Fujiwara no Tadamichi (March 15, 1079 – March 13, 1164)
The warrior statesman Fujiwara no Tadamichi was born the eldest son of the Kampaku, Fujiwara no Tadazane and and followed in his father’s footsteps to become Kampaku (Chief Advisor to the Emperor, originally a title before the creation of Shogun) in 1121. Two years later he would be appointed Sessho (A regent who acts on behalf of a child emperor) to Emperor Sutoku, and Dajo Daijin (Chancellor of the Realm) in 1129.
Tadamichi had five sons, all of whom would play major roles in Heian Period Japanese politics and warfare. His daughter Masako married Emperor Sutoku, his two adopted daughters, Ikushi and Teishi, also married emperors, while his other daughter Shimeko was a concubine of Emperor Konoe.
During the Hogo Rebellion, the short civil war in the summer of 1156 which erupted over an Imperial succession dispute, Tadamichi sided with Emperor Go-Shirakawa, while his brother, Yorinaga, supported Emperor Sutoku.
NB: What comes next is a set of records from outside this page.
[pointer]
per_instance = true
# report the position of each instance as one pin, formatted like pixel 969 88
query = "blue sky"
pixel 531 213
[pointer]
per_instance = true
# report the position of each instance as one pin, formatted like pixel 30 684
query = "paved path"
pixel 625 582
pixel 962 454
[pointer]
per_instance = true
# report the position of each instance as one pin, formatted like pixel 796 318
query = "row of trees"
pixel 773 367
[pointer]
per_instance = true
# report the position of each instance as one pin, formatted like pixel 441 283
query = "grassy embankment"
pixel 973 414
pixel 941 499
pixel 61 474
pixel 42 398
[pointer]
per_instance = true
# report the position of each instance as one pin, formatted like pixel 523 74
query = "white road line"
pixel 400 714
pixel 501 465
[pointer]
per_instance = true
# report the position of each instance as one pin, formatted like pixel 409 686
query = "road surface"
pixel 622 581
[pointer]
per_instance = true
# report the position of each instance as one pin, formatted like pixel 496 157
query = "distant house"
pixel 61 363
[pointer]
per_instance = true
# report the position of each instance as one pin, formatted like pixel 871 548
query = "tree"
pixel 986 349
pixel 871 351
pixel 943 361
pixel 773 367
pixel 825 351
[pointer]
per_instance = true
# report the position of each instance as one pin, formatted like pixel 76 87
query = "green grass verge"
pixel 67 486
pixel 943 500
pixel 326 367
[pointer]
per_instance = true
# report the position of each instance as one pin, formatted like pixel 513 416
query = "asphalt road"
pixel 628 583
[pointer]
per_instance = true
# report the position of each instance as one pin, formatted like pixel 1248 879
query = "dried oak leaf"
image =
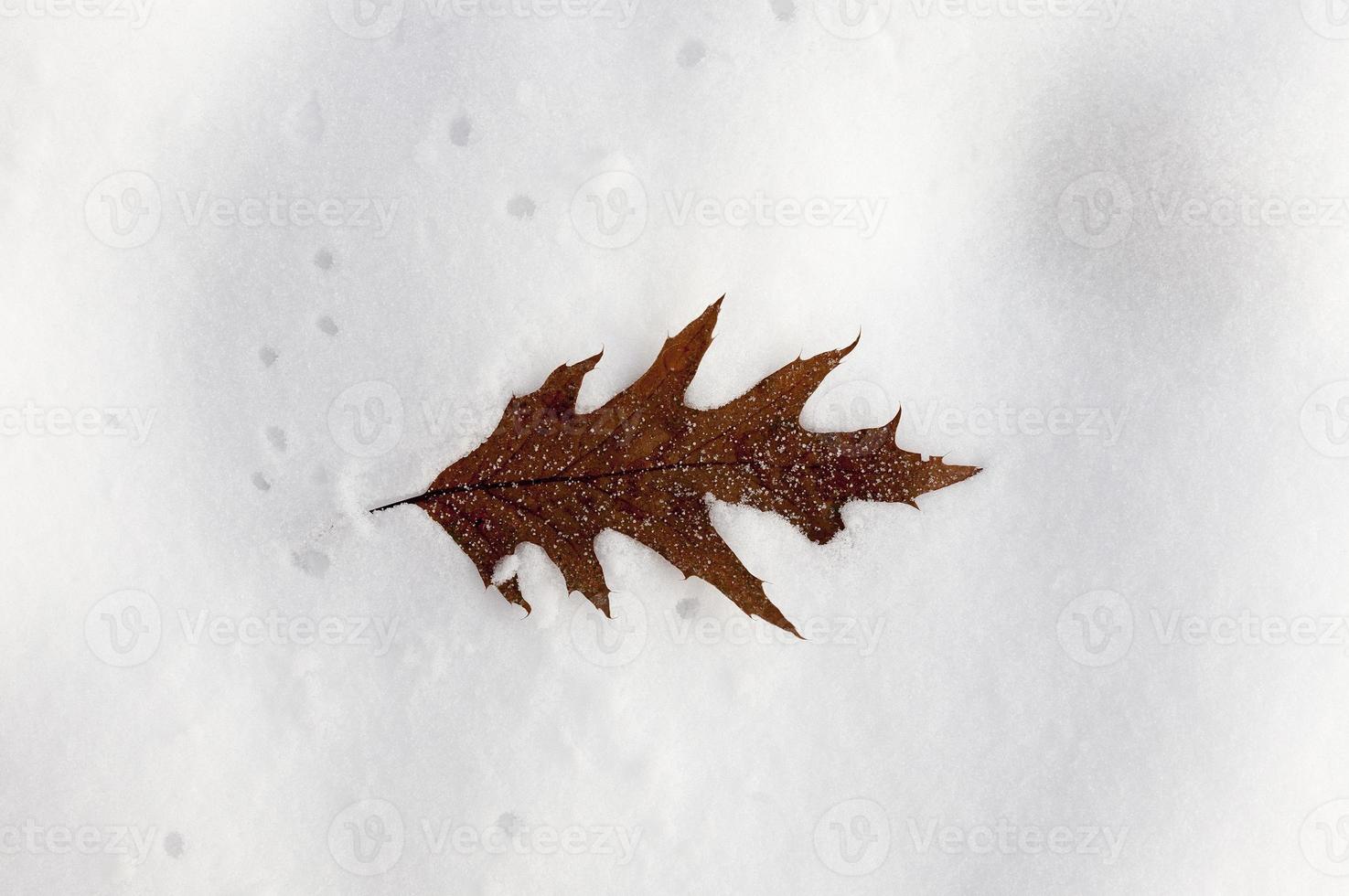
pixel 644 463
Sutoku’s cause would be futile, and Yorinaga was killed mid battle.
Fujiwara no Tadamichi’s remaining memoirs were published as Hoshoji Kampaku-ki. A manuscript hand written by Tadamichi and kept in the Kyoto National Museum is a National Treasure.
Tadamichi died March 13, 1164, aged 68, two days short of his birthday, March 15.